Once (a) identified as having, or as being at risk of developing, a viral infection (e.g., a coronavirus infection) (and/or a bacterial infection), a mammal (e.g., a human) can be administered, or instructed to self-administer, one or more inhibitors of a CRM1 polypeptide and one or more salicylates.
In some cases, administering one or more inhibitors of a CRM1 polypeptide in combination with one or more salicylates can be effective to arrest the cell cycle of a cell (e.g., a cell in a mammal such as a human). For example, administering one or more inhibitors of a CRM1 polypeptide in combination with one or more salicylates can be effective to arrest the cell cycle of a cell at the G0-G1 phase. For example, administering one or more inhibitors of a CRM1 polypeptide in combination with one or more salicylates can be effective to arrest the cell cycle of a cell at the S phase. For example, one or more inhibitors of a CRM1 polypeptide in combination with one or more salicylates can be used to reduce proliferation of a cell (e.g., a cell in a mammal such as a human) by, for example, 10, 20, 30, 40, 50, 60, 70, 80, 90, 95, or more percent.

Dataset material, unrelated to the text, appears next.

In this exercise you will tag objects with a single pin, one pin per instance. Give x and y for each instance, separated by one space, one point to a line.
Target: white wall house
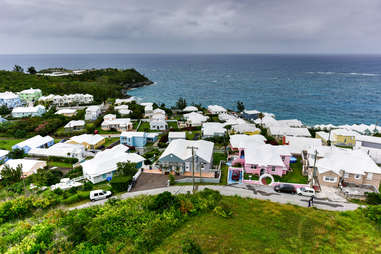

In some cases, administering one or more inhibitors of a CRM1 polypeptide in combination with one or more salicylates can be effective to reduce a level of one or more polypeptides associated with a DNA damage repair pathway within a cell (e.g., a cell in a mammal such as a human). For example, one or more inhibitors of a CRM1 polypeptide in combination with one or more salicylates can be administered to a mammal in need thereof (e.g., a mammal having cancer) to reduce a level of one or more polypeptides associated with a DNA damage repair pathway within a cell (e.g., a cell in a mammal such as a human) by, for example, 10, 20, 30, 40, 50, 60, 70, 80, 90, 95, or more percent. A DNA damage repair pathway can be any appropriate DNA damage repair pathway (e.g., DNA homologous recombination (HR)). Examples of polypeptides associated with a DNA damage repair pathway whose level can be reduced by administering one or more inhibitors of a CRM1 polypeptide in combination with one or more salicylates include, without limitation, Rad51 polypeptides, BRCA1 polypeptides, BRCA2 polypeptides, CDK12 polypeptides, CHEK1 polypeptides, PALB2 polypeptides, TP53 polypeptides, ATM polypeptides, ATR polypeptides, RAD51AP1, BLM, and RAD9A.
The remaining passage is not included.